Den hiergegen erhobenen Widerspruch der Klägerin wies die Beklagte mit Bescheid vom 30. Juni 2014 zurück. Zur Begründung wiederholte sie im Wesentlichen die Argumente des Ausgangsbescheides.
Am 11. Juli 2014 hat die Klägerin Klage erhoben. Sie trägt vor:
Die Beklagte sei für den Erlass des Bescheides bereits nicht zuständig gewesen. Da sie selbst eine Sammlung betreibe, befinde sie sich in einem Interessenkonflikt. Darüber hinaus sei es bedenklich, dass die Beklagte die Antragsunterlagen den J. übergeben und damit Geschäftsgeheimnisse preisgegeben habe.
Materiellrechtlich könne sich die Beklagte bereits deshalb nicht auf das Überwiegen öffentlicher Interessen berufen, weil die Klägerin eine wesentlich höherwertige Sammlung durchführe. Der von der Beklagten errechnete Umfang der Sammlung der Klägerin von 1 % des öffentlich-rechtlichen Gebührenbedarfs sei unerheblich. Nach ihren Erfahrungen müsse sich für das Stadtgebiet der Beklagten zudem ein höheres Sammlungspotential ergeben. Dies belege auch eine Restabfallanalyse der Beklagten. Hilfsweise werde geltend gemacht, dass die vollständige Untersagung unverhältnismäßig sei.
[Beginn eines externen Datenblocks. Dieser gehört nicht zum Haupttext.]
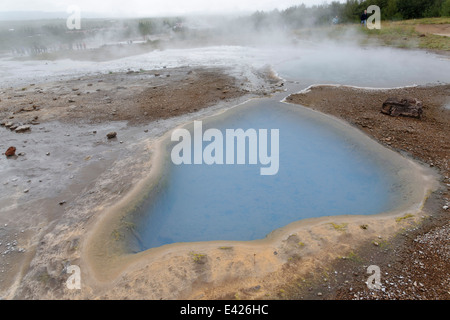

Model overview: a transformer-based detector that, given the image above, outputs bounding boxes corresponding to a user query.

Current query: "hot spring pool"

Die Beklagte hätte die Sammlung mit Bedingungen oder Auflagen versehen können.
Die Klägerin beantragt,
den Bescheid der Beklagten vom 24. März 2014 in der Gestalt des Widerspruchsbescheides vom 30. Juni 2014 aufzuheben,
sowie die Hinzuziehung eines Prozessbevollmächtigten im Vorverfahren für notwendig zu erklären.
Die Beklagte beantragt,
die Klage abzuweisen.
Ihre Zuständigkeit ergebe sich ebenso aus dem Gesetz wie die Beteiligung der J. im Verwaltungsverfahren. Materiellrechtlich sei die Verfügung nicht zu beanstanden. Die J. gäben das Sammelgut an zertifizierte Sortierbetriebe weiter, in denen es in bis zu 300 Fraktionen sortiert werde. Dies werde von der J. vor Ort überprüft. Die Vermarktung und Wiederverwertung erfolge nach dem neuesten Stand der Technik. Die Sammelmenge der J. habe im Jahre 2015 ca. 580 t betragen. Die Sammlung der Klägerin erreiche einen Anteil von ca. 34 % des öffentlich-rechtlichen Sammelvolumens. Die vollständige Untersagung sei auch nicht unverhältnismäßig. Wenn eine Beeinträchtigung der Funktionsfähigkeit vorliege, handele es sich um eine gebundene Entscheidung.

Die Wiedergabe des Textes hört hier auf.